Bekarlık sultanlık mı?
Günümüz insanında değişen bir çok norm var. Eskiye nazaran bu değişikliklerin getirisinin iyi olmadığı da bilimsel verilerle tespit ediliyor. Mesela bunlardan birisi evlilik. Evliliğe karşı gençlerin bakış açılarında eskiye oranla “olmaması gereken bir durum” nitelemesi çok fazla. Özellikle erkekler bu konuda, hürriyetlerini sınırlamak yerine, daima özgür kal, özgür yaşa mantığında hayatı bekar olarak tamamlamak istiyorlar. Tabi bu bekarlığın verdiği zararların ileride ne gibi sonuçlar doğuracaklarını hesap etmeden, günümüz sağlıksız düşünce sisteminin kurbanı oluyorlar.
ABD ve İngiltere’de yapılan araştırma sonuçlarına göre evli olan insanlar hem daha mutlu hem de daha fazla ömürleri var. Aynı araştırmanın bir benzeri TÜİK tarafından ülkemizde sonuçlandırıldı. İlginçtir ki bekarlık sultanlıktır tekerlemesi, tepetaklak oldu. Çünkü bekarların evlilere göre hayattan daha uzak oldukları ve mutsuz oldukları anlaşıldı. Sadece bu değil, madde bağımlılığı konusunda araştırmalar yapan firmalar, evli olmayan gençlerin daha fazla madde bağımlısı kişiler olduklarını saptadı. Demek ki günümüz düşünce sistemi, gençleri kutsayayım deyip, nikahsız beraberlik, evlenmeden yaşama gibi sağlıksız düşünceleri desteklerken aslında tahrif ettiğinin farkında değil. Belki de farkında ama bunun farkında olmayan gençler var.
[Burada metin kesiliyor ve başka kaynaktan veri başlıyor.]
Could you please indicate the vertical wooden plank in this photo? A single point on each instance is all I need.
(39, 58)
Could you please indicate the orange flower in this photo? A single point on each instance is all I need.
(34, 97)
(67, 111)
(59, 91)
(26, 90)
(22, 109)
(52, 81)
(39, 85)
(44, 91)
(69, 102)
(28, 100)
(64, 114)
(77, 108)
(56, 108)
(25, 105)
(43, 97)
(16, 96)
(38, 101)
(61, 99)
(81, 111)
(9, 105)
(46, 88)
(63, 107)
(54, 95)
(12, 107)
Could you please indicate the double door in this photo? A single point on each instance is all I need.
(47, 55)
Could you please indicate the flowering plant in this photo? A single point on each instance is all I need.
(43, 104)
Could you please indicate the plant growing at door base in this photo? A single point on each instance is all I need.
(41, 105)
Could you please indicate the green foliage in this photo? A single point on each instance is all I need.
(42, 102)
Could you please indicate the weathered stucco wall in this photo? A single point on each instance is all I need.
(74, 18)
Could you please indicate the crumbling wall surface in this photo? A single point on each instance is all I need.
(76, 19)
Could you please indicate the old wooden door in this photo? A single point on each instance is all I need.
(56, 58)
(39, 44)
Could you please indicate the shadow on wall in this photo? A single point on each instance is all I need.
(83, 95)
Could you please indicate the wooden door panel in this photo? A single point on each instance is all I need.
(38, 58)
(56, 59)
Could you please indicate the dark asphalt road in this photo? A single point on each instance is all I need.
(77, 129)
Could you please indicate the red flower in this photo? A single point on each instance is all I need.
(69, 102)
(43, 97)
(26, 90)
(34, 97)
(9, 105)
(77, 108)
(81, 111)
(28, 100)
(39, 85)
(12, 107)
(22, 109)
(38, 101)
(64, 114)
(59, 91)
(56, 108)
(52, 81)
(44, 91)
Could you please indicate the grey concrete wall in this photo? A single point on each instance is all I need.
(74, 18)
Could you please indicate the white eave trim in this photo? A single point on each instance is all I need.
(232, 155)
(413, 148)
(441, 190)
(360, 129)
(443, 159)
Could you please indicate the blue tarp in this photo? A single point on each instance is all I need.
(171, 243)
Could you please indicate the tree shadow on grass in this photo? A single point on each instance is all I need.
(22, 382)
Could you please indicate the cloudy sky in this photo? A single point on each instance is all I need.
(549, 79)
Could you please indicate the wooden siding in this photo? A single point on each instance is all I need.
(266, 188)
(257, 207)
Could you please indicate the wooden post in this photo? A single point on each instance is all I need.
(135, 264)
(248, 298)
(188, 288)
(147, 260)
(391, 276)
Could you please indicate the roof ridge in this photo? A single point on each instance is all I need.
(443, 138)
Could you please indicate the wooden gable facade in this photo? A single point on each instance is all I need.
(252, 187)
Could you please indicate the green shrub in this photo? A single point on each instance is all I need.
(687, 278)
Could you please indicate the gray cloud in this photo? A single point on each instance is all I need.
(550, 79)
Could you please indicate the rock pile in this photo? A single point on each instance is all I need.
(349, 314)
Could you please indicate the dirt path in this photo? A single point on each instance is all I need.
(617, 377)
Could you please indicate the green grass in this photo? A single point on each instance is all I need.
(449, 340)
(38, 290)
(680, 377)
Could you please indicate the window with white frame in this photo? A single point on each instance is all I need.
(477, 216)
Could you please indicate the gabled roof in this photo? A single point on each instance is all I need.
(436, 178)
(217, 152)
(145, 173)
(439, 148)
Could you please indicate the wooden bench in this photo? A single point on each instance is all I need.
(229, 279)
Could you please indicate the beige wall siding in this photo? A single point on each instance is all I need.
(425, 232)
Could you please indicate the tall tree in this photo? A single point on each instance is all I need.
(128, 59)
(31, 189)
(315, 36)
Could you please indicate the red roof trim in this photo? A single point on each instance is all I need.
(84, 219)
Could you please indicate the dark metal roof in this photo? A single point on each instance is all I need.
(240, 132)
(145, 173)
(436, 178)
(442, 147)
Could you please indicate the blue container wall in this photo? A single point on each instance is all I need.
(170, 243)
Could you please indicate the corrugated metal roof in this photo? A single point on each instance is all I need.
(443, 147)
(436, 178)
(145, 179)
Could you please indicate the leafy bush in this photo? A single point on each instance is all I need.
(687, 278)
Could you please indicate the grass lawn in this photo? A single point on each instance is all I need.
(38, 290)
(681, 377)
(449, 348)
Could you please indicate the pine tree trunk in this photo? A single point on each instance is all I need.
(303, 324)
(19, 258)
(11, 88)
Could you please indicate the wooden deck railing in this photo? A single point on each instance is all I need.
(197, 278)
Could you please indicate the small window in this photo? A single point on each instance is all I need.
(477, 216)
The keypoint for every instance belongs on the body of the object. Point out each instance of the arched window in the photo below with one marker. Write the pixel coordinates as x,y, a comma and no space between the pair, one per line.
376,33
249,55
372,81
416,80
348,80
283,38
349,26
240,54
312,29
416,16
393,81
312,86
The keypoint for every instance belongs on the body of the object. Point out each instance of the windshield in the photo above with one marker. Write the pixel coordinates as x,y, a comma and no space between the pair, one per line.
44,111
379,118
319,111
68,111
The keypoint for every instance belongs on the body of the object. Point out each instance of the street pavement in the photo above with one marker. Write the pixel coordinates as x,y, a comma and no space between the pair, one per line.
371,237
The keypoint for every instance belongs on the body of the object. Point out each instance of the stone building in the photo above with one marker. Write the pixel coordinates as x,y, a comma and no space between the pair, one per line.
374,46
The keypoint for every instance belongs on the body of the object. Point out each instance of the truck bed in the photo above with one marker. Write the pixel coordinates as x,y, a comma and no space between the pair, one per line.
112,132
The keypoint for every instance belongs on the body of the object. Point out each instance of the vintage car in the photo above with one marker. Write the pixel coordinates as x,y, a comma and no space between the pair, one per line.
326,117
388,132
Bu bakımdan bakarlık, aslında Farsçada ifade bulduğu üzere bikar’lıktır. Yani karsız, işsiz, güçsüz bir durum anlamına gelir. Eskiden evlenmeye meyilli olan gençler, maddi imkansızlıklarından dolayı bunu başaramasalar da, hedeflerinde evlenebilmek için maddi durumlarını düzeltme olurdu. Şimdi maddi durumların iyi olması, daha fazla eğlenceye ayrılacak para anlamına geliyor. Daha fazla hürriyet ve bağımsızlık olarak nitelendirildiğinde, aile ve yuva kurmaya karşı bir araç olarak değerlendirme yapılmıyor.
Bunun sebepleri arasında insanların dini düşüncelerden ayrılması da etkili. Zinanın kolay bir şekilde ulaşılabildiği bir meta haline geldiği zamanımızda, bekarlık daha fazla prim yapabiliyor. Halbuki kişi, zinanın zararlarının fakında olsa, kendisini dini hayatını daha iyi yaşayabilmek için (a’zeb) evlenmeye zorlar. Dini hassasiyetin gözetilmediği ve erkek, kadın ilişkilerine çok farklı bakıldığı bir zamanda, karşılıklı hak tecavüzlerinin artması toplumun daha fazla ahlaki tahrifata maruz kalmasına sebep oluyor. Yani ne kadar sağlıksız düşürsek, hayatımıza ve cemiyete o kadar sağlıksız norm ve fikriyat musallat oluyor.